AJOLT OF EMPATHY AN INTERVIEW WITH QUIARA ALEGRÍA HUDES With Daphne’s Dive, Residency Five playwright Quiara Alegría Hudes brings her native Philadelphia to the Romulus Linney Courtyard Theatre. Set in a North Philly bar, the play features a group of activists, artists, and friends whose lives are forever changed when a young girl unexpectedly enters their world. Daphne’s Dive marks both the inaugural play of Hudes’s residency and her first since completing her acclaimed Elliot trilogy in 2013. Beginning with Elliot, A Soldier’s Fugue and concluding with The Happiest Song Plays Last, the trilogy portrays an Iraq War veteran returning home to Philadelphia, and the challenges and opportunities he finds there. The trilogy’s second part, Water by the Spoonful, won the 2012 Pulitzer Prize for Drama. Daphne’s Dive also reunites Hudes with collaborator Thomas Kail, who directed the Tony Award-winning musical In the Heights, for which Hudes wrote the book. Before beginning rehearsals, Hudes spoke with Literary Associate Nathaniel French about beginning her Signature residency, her relationship with Signature Legacy playwright Paula Vogel, and the tradition of activism that suffuses her work. 7 Signature: When did you first realize that you were meant to be a playwright? Quiara Alegría Hudes: Certain vocations find people, and this one found me. I was writing before my memory even begins. S: What role did Paula Vogel play in that development? QAH: Paula was my mentor at Brown University, where I got an MFA. She modeled for me what the life of a writer looks like: that there is joy, remuneration, and fulfillment to be found in the collaborative and solitary aspects of playwriting. She didn’t impose rules or a school of thought. Rather, she geared me inwardly, instructing me to train my own ear, critically, and with curiosity. She is a humble hedonist – relishing life’s small and grand pleasures, which in my years at Brown and since then have included fine ouzo, ice cream tastings, and Cape Cod sunsets.
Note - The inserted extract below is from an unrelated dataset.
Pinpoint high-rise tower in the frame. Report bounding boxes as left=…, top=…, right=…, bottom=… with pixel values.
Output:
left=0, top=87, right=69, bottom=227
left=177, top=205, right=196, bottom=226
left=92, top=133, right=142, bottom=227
It has been one of the great sisterhoods of my life, if I may say such a thing about a mentor. S: What were your first thoughts when Jim Houghton approached you about becoming a Residency Five playwright? QAH: To be a part of Jim’s final year [at Signature] is particularly meaningful. Those $25 tickets are a gift. And the spirit of playwrights past and present bounces through the Signature walls. It’s moving to be part of that tradition.